Its revenue increased 3% to Rs 10,803 crore and EBITDA (earnings before interest, taxes, depreciation and amortisation) grew 37% YoY basis to Rs 546 crore.Dixon’s revenue from mobile and other electronic manufacturing services divisions at Rs 9,750 crore and operating profit from the segment stood at Rs 350 crore for the quarter. Dixon managing director Atul Lall said the electronics industry is experiencing challenges from commodity inflation and a sharp increase in memory prices, driven by AI demand.
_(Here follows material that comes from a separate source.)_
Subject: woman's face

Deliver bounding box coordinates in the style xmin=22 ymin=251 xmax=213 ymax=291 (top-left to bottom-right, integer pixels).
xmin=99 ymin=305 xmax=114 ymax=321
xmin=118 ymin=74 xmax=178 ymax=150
“The smartphone market in Q3 fell by 7% on a YoY basis. The decline reflected post-festival slowdown, stressed by elevated inventory for brands, depreciating rupee, softening mass market affordability and moderation in demand as supply constraints and rising cost of memory chips remain,” he said in the earnings call.“Conventional DRAM prices have already risen sharply over the last two quarters, with further increases expected in mid-2026. For smartphones and PCs, memory has transitioned from being a relatively small line item to one of the most sensitive parts of the bill of materials, especially for lower price devices. The world’s top suppliers are shifting their capacity towards AI applications, resulting in a supply squeeze,” he said, adding that the company’s returns have headroom for investing in capacity addition and component making.Dixon’s aims to build scale, improving operational efficiency, strengthening and backward integration and diversifying the core electronics business to navigate the environment, he added.The company also plans to increase smartphone camera module capacity from 40 million units to 190 million to 200 million units.